What is Airbnb side hustle? ›

Airbnb lets you generate passive income from your home or spare room. Being an Airbnb host involves listing your property on its platform, which handles bookings and communications with guests. Hosts are paid out based on guest stays. Guests often find Airbnb is cheaper, has more character, and is homier than hotels.

Who uses Airbnb the most? ›

The country with the most Airbnb demand is the United States, with 99.5 million nights booked in 2021. They also had an increase of about 33 million nights booked from 2020 to 2021. This was a significant increase in demand compared with every other country on the list.

Can you really make a lot of money with Airbnb? ›

Airbnb offers a platform for hosts to not only make extra money but also to capitalize on the assets they already have - their property. Success stories range from those making a few hundred extra dollars a month to cover bills to those who have turned Airbnb hosting into a six-figure income.

How much does Airbnb take from each stay? ›

Depending on the plan you decide to use, you can expect Airbnb to take a percentage of 3% or 15%. When setting your short term rental rate make sure you calculate the total for your guests including all of the associated fees so that you can ensure your Airbnb remains competitive with current market rates.

What is the biggest scandal about Uber? ›

Sexual harassment

On February 19, 2017, former Uber engineer Susan Fowler published on her website that she was propositioned for sex by a manager and subsequently threatened with termination of employment by another manager if she continued to report the incident.

Why locals don t like Airbnb? ›

Airbnb can have negative impacts on locals' quality of life. This is one of the lesser-known Airbnb problems. Tourists hiring a place on Airbnb to enjoy a “cheaper” holiday actually pushes rent prices up for locals who need to live in the city. Tourists are visitors competing with locals for accommodation.

Why do cities not want Airbnb? ›

The exponential growth of Airbnb, combined with building restrictions that have severely limited the growth of housing supply, have led to the widespread perception that short-term rentals must be swallowing housing units at the expense of local residents, who now face higher rents.

What is Airbnb and Uber called? ›

A Platform literally is a place for people to stand on. AirBnB, Uber etc are 'Platforms' for people to come to to trade (which is why they could also be called marketplaces/ managed marketplaces).

Can someone else rent me an Airbnb? ›

We require all personal travel reservations to be booked by the guests themselves because Hosts rely on reading their profiles, reviews, and other verifications during the approval process. If your friends and family aren't on Airbnb yet, here's how to get them started.

What type of platform is Airbnb and Uber? ›

Information for traders. The sharing economy, also known as the peer-to-peer or collaborative economy, is an online marketplace run by platform operators that connects consumers with people who have goods or services to sell, hire, rent or lease. It includes platforms like Airbnb and Uber.
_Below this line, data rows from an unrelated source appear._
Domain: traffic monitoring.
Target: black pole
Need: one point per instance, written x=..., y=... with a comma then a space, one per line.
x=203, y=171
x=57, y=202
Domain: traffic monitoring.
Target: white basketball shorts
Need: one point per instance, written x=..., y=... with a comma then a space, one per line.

What type of platform is Airbnb? ›

Airbnb is a community-based online platform for listing and renting local homes. It connects hosts and travelers and facilitates the process of renting without owning any rooms itself.

What are sectoral platforms? ›

Sectoral platforms provide digitally mediated services for a specific industry (Dijck et al., 2018): Uber is an example of providing transportation services; Helpling is a major platform that brokers household and cleaning services.

What are companies like Uber and Lyft called? ›

A ridesharing company, ride-hailing service, (the vehicles are called app-taxis or e-taxis) is a company that, via websites and mobile apps, matches passengers with drivers of vehicles for hire that, unlike taxis, cannot legally be hailed from the street.